Marie Calumet

Marie Calumet

Ce qui fait la particularité de la Loge «Marie-Calumet», c’est le profond désir de ses membres de travailler dans le plaisir. Notre Loge est un lieu de travail philosophique et philanthropique, un lieu de recherche de «vérité», de ce qu’il nous est possible de percevoir et de concevoir. Elle promeut une parole libre pour tous ses membres dans le respect mutuel, en vue de protéger et d’encourager la confiance nécessaire à un travail maçonnique fructueux: la parole de chaque membre est importante.

La fraternité se vit autant lors de nos travaux que pendant les agapes qui les suivent.

Au sein de cette Loge, le symbolisme a sa place en tant que système de signes faisant appel aux valeurs et aux principes maçonniques du «Droit Humain». Les travaux de «Marie-Calumet», s’inscrivent dans un contexte québécois et nord-américain pour vivre et promouvoir l’identité québécoise. C’est une Loge qui se veut particulièrement progressiste: pour elle, il y a quelque chose à réinventer.

Le plaisir:

Nous avons imaginé une Loge où le plaisir est une valeur de construction qui mérite d’être rappelée. Il ne s’agit pas de moqueries, ni de sarcasme. Il s’agit plutôt de démontrer le plus souvent possible, la part de joie qui habite notre cœur. Pour nous, travailler dans le plaisir c’est vouloir désamorcer les tensions sans les nier. C’est vouloir adoucir nos drames humains.

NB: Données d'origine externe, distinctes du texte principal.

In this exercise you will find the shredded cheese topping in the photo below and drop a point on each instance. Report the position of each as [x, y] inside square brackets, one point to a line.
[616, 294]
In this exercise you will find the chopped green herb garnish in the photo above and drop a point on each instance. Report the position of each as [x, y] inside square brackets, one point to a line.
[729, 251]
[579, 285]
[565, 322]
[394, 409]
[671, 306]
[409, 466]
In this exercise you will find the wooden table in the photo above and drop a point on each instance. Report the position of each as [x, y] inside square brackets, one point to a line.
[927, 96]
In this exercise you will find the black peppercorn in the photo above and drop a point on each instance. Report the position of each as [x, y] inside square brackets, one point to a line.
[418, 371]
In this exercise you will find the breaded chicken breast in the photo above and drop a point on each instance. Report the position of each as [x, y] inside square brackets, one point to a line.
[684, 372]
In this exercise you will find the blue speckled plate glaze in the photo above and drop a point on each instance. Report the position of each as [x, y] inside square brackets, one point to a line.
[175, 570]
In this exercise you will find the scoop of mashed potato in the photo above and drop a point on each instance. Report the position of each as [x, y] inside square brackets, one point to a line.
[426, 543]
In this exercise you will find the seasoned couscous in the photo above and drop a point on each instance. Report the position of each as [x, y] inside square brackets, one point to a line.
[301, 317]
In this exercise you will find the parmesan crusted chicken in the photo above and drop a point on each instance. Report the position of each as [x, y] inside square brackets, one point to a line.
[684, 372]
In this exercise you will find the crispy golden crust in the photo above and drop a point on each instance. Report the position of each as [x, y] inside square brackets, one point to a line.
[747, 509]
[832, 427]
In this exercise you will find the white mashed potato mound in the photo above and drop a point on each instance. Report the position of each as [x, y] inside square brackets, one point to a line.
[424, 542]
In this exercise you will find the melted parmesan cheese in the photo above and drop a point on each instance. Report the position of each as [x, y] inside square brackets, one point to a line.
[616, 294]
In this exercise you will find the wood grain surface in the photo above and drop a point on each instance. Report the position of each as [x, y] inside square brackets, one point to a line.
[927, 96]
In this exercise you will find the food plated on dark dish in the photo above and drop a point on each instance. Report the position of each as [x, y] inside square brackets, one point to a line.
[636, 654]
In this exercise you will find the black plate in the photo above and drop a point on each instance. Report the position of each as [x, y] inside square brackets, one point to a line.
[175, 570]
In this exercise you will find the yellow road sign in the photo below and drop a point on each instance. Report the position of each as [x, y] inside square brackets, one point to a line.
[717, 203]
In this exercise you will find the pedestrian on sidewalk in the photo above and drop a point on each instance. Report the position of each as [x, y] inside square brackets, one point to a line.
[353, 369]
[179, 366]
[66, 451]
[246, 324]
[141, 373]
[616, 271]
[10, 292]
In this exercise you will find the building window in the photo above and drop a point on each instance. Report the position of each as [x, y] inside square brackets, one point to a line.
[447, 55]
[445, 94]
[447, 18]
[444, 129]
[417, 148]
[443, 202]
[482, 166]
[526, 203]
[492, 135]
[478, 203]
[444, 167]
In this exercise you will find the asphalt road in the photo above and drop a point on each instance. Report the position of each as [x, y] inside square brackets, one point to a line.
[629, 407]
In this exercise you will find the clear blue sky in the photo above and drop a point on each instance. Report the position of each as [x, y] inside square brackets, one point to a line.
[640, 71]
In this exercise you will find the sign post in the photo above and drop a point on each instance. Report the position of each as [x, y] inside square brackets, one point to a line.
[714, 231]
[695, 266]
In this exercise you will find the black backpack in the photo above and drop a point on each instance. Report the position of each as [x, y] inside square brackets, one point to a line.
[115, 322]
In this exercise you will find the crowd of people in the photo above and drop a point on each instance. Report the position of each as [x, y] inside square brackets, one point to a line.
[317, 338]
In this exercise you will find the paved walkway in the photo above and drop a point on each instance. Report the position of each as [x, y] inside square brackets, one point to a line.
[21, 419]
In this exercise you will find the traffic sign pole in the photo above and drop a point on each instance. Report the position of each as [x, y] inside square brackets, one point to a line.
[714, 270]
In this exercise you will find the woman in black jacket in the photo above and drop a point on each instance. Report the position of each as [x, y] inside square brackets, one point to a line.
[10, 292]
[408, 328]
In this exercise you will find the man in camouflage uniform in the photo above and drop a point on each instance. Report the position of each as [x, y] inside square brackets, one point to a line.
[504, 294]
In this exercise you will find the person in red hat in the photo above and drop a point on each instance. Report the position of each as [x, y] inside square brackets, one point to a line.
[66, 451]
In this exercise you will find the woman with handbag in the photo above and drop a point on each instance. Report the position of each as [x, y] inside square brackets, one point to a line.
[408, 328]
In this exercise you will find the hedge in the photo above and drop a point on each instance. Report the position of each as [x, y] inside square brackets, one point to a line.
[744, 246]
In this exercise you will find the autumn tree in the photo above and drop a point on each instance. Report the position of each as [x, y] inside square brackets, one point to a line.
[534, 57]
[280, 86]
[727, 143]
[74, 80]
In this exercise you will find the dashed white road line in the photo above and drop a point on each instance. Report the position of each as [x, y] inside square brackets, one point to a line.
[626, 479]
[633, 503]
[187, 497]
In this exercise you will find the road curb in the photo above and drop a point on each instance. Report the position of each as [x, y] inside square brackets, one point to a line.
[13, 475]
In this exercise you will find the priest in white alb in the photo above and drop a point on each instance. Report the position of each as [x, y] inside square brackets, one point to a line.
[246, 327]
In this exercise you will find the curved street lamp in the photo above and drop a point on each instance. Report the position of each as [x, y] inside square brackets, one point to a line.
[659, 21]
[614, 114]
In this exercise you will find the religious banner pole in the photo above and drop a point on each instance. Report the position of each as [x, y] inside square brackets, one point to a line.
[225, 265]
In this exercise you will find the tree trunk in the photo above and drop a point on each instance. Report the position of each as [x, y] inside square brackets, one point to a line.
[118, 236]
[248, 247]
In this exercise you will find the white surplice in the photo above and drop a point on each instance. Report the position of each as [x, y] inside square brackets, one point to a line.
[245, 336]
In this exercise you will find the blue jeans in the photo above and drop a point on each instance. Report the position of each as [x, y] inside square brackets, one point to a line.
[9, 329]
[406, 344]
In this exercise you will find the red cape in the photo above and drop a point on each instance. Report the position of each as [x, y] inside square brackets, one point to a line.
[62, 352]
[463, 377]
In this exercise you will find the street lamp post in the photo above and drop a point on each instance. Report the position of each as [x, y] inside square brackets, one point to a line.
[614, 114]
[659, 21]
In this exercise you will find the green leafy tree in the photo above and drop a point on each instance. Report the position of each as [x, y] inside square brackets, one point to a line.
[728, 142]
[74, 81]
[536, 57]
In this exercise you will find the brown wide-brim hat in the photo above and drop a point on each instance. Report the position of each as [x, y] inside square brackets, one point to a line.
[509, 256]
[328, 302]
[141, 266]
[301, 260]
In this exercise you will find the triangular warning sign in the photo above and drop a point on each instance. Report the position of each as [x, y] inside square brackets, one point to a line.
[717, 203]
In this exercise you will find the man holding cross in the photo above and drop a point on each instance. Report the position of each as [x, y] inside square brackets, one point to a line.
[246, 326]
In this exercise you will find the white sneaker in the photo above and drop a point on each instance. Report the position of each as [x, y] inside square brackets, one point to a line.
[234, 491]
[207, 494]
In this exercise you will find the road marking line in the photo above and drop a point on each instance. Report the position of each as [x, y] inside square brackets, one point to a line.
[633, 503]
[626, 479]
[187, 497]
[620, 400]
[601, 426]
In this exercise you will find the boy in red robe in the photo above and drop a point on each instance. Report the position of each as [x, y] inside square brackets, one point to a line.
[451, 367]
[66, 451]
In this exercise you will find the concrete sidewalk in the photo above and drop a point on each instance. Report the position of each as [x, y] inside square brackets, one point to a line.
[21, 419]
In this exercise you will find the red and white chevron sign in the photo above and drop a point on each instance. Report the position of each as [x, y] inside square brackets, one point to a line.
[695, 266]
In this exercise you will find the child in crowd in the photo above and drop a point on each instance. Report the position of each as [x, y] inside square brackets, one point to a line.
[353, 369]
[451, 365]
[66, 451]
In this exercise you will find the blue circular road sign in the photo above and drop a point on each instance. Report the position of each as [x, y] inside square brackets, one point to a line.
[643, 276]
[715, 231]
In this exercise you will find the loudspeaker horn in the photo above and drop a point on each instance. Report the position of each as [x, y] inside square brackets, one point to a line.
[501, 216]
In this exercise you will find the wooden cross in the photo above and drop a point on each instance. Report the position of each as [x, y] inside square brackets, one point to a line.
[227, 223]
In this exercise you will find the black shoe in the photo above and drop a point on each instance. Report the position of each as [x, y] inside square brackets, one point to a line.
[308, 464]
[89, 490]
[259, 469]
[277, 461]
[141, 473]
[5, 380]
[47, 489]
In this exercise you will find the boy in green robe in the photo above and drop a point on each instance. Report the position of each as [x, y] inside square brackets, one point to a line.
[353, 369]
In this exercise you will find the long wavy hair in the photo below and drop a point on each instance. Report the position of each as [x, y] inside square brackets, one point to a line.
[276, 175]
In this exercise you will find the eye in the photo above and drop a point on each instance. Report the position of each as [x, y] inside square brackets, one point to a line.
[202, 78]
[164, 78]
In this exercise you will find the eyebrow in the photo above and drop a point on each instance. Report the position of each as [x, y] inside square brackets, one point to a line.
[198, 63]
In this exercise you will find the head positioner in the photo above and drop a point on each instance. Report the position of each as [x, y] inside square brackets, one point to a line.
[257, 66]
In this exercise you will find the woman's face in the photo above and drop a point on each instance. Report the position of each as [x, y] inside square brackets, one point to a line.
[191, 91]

Dans notre Loge, la parole est accordée à chacun dans la sagesse, la force et la beauté, et avec toute la tendresse et le plaisir dont nous sommes capables.

Pourquoi «Marie-Calumet»?

Ce nom est celui d’un roman québécois du début du XXe siècle. La parution de ce roman, en 1904, a valu à son auteur, le journaliste Rodolph Girard, la perte de son emploi au journal La Presse de Montréal, puis «l’exil» à Ottawa, en Ontario, l’œuvre ayant été condamnée par l’archevêché de l’Église catholique, alors toute puissante, de Montréal.

Ce roman d’un caractère rabelaisien, se voulait être une peinture de mœurs, un tableau humoristique des rapports sociaux du Québec rural de l’époque. Mais aussi il se voulait précurseur d’un regard plus critique de cette société sur ses élites religieuses alors omnipotentes.

Cette œuvre peut paraître bien anodine aujourd’hui, mais elle a voulu, en son temps, offrir une vision à la fois audacieuse et originale sur sa société. De plus, elle constitue encore aujourd’hui un témoignage à la fois sympathique et révélateur du caractère rieur du peuple québécois, de son esprit de gaieté et du plaisir qu’il conserve à jeter un regard moqueur sur lui-même.

L’audace de l’auteur et les caractéristiques de l’œuvre reflétant assez bien la teneur de nos travaux, nous adoptons pour notre loge le titre très distinctif de «Marie-Calumet», un titre qui illustre parfaitement les particularités de notre démarche maçonnique et les motivations qui nous animent.

Pour nous, «Marie-Calumet» symbolise l’affranchissement à la domination. Nous y trouvons un lien avec la laïcité et la volonté de libre pensée. Nous voulons inscrire ces valeurs en reprenant le titre du roman de Rodolph Girard pour promouvoir cette spécificité au sein la Franc-maçonnerie québécoise.